Start with authentication and authorization baked into the MCP server instead of just tacked on. OAuth 2.1 flows, short-lived tokens, and scope-based access controls are all best practices when using HTTP transports, and federation with centralized identity providers reduces risks associated with static keys or fragmented credential stores.

Encapsulate tool execution wherever possible. Sandboxing or running tools in isolated containers, WebAssembly runtimes, or similar multi-tenant isolation mechanisms prevents a rogue tool (or misused one) from disrupting the host or accessing unrelated systems. This approach is recommended across the MCP best practice guides when exposing anything beyond a read-only context.

5. Observability and Operational Rigor

Production MCP servers aren’t just code. They need to be observable, resilient to failure, and operable under load. Incorporate logging, tracing, and metrics from day one so you can answer questions like which tools were invoked, by what client, and what was the intended outcome. These data points are highly useful for debugging, capacity planning, and incident response.

Some useful metrics include tool invocation counts and latency, schema validation success rates, input and output payload sizes, system resource usage, and rate-limiting or circuit-breaker triggers. These signals can be invaluable for debugging, capacity planning, security monitoring, and incident response.

Popular features like rate limiting, circuit breakers, and graceful degradation strategies help prevent unstable clients or misbehaving agents from overwhelming your server or other systems downstream. These practices have parallels in mature microservice frameworks, greatly helping to reduce operational risk.

6. Handling Tool Discovery and Dynamic Environments

MCP’s discovery model — with clients enumerating available tools and resources when they connect — offers powerful flexibility, but it also adds complexity. Don’t assume that clients will rediscover servers continuously. Instead, support robust discovery changes by clearly signaling list changes (such as tooling addition or deprecation) and providing notification mechanisms through the MCP primitives themselves.

In dynamic environments where contexts evolve rapidly, server metadata must stay accurate and timely. Automated tests that validate discovery behavior and guard against schema drift pay dividends in reducing surprises in production.

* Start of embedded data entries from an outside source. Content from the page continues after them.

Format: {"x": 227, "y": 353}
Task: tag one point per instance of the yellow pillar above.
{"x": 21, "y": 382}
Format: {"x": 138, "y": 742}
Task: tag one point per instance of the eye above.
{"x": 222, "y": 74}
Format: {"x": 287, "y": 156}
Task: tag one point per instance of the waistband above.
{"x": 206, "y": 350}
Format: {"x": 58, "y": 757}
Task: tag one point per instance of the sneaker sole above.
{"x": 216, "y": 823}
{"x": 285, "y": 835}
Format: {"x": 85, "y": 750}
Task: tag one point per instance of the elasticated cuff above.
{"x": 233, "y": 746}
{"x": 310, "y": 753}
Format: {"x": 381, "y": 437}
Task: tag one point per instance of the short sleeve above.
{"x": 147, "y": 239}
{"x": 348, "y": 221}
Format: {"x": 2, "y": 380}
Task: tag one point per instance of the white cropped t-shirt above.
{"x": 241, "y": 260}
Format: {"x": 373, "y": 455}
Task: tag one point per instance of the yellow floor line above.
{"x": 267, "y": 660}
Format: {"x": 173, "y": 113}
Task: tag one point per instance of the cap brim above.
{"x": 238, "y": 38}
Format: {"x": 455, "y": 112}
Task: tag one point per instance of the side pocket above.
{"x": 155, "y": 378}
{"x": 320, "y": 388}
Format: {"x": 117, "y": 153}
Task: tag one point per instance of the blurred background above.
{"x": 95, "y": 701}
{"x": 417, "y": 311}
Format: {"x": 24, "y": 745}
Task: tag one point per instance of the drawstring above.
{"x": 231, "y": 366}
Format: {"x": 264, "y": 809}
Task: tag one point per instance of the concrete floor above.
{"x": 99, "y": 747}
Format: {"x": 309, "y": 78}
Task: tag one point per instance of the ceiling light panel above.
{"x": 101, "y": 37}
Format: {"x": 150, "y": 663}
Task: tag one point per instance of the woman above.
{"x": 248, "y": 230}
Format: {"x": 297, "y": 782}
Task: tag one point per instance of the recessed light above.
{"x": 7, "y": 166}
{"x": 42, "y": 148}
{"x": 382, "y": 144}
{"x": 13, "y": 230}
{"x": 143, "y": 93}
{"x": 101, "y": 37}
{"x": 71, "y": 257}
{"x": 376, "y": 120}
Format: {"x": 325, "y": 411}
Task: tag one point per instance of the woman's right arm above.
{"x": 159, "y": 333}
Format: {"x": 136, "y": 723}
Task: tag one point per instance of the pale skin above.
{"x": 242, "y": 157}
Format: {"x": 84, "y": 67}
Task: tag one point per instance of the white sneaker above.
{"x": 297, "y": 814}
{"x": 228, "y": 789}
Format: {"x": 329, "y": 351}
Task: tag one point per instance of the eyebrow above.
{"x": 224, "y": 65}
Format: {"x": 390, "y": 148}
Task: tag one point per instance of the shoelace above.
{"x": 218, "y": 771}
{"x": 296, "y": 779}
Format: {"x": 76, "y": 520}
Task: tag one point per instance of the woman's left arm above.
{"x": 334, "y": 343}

7. Developer and AI Client Ergonomics

Beyond the server’s internal mechanics, design your services to be easy for clients to consume. In MCP contexts, this means structuring responses and tool outputs in ways that are both LLM-interpretable and, when relevant, human-readable in logs. Providing helpful metadata, descriptions, and structured content increases the chance that AI agents will choose the right tool and interpret its results correctly rather than hallucinating or misusing a capability.

Thoughtful API ergonomics also help to reduce “prompt bloating,” where too many poorly differentiated tools confuse models and produce incoherent outputs. This is a common pain point reported in community discussions during early MCP adoption.

8. Plan for Evolution and Community Participation

MCP is still changing, with the community contributing libraries, SDKs in many languages, and enhanced tooling around registries and governance. Keeping your MCP server aligned with community and specification changes helps you avoid technical debt. Regularly review upstream best practice guidance, contribute improvements back to shared docs or repositories, and participate in the ecosystem to ensure long-term compatibility with clients and tooling.

Designing Production-Grade MCP Servers

Building high-quality, production-ready MCP servers is both an art and a science. It requires clear contracts, architectural rigor, embedded security, operational visibility, and an eye toward long-term evolution. By grounding your design in the principles above and leveraging the current best practice guidance from the MCP ecosystem, you’ll be well-positioned to support robust, secure, and scalable AI-enabled applications.